I think this was done because the original true trajectory was centred such that it starts at the position where the object is spawned by the segmentation method. If you plot the trajectories from both folders in a sequence and centre their starting points, I think you should get the same trajectory.
- Are the MMF results in Table II with “-redetection” enabled or not?
They are without redetection. That means that the tracking would create a new mode with a new ID once the method would loose track.
- How are the estimated poses obtained for the paper? Using MMF as ROS node or reading from bag file?
All the evaluations in the Tables were done in the live / realtime mode when the bag file was played back in parallel to running the ROS node.
- The published dataset features moving camera only and moving objects only. Have you recorded a bag file with both camera and object moving? If so, is it possible to share that file?
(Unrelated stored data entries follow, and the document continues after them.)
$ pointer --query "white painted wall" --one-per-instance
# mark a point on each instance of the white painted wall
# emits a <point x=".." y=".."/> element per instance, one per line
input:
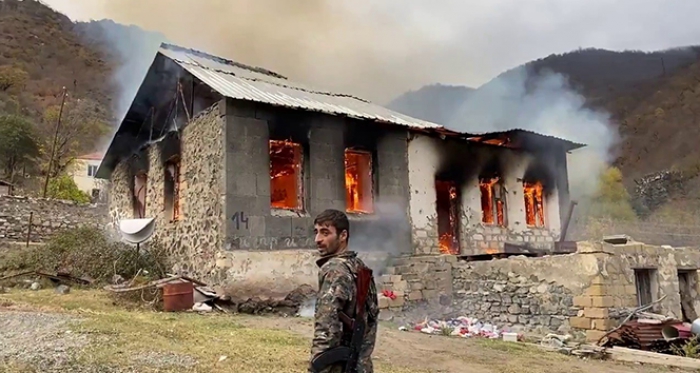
<point x="79" y="172"/>
<point x="423" y="162"/>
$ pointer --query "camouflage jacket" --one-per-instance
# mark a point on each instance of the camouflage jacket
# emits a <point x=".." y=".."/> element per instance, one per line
<point x="337" y="292"/>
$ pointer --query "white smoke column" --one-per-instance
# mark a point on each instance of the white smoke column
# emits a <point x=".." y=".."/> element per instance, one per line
<point x="377" y="241"/>
<point x="546" y="104"/>
<point x="308" y="308"/>
<point x="135" y="50"/>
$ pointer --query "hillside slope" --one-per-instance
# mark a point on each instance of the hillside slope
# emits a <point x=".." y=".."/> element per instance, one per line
<point x="651" y="97"/>
<point x="41" y="43"/>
As far as I can remember, I did not specifically record the "redetection and pick & place" experiment when the robot was pick & placing the object from the conveyer belt to the table (Section IV.D and Figure 9).
Hi,
Thanks again for publishing your work!
I am trying to reproduce the camera and object tracking results in Table I and Table II in the RAL paper. For camera tracking of manipulation and rotation sequence, I have used "-init tf -init_frame camera_true" as arguments, and use the logged poses-0.txt as ground truth camera poses. Then I evaluate ATE using the evaluate_ate.py provided by TUM-RGBD dataset. I got comparable results as in the paper.
But for the object tracking, it seems that I can not use -init tf to get the ground truth pose. How should I evaluate the object tracking trajectory quantitively? Could you provide some more details on the steps for getting results in the tables? Thanks!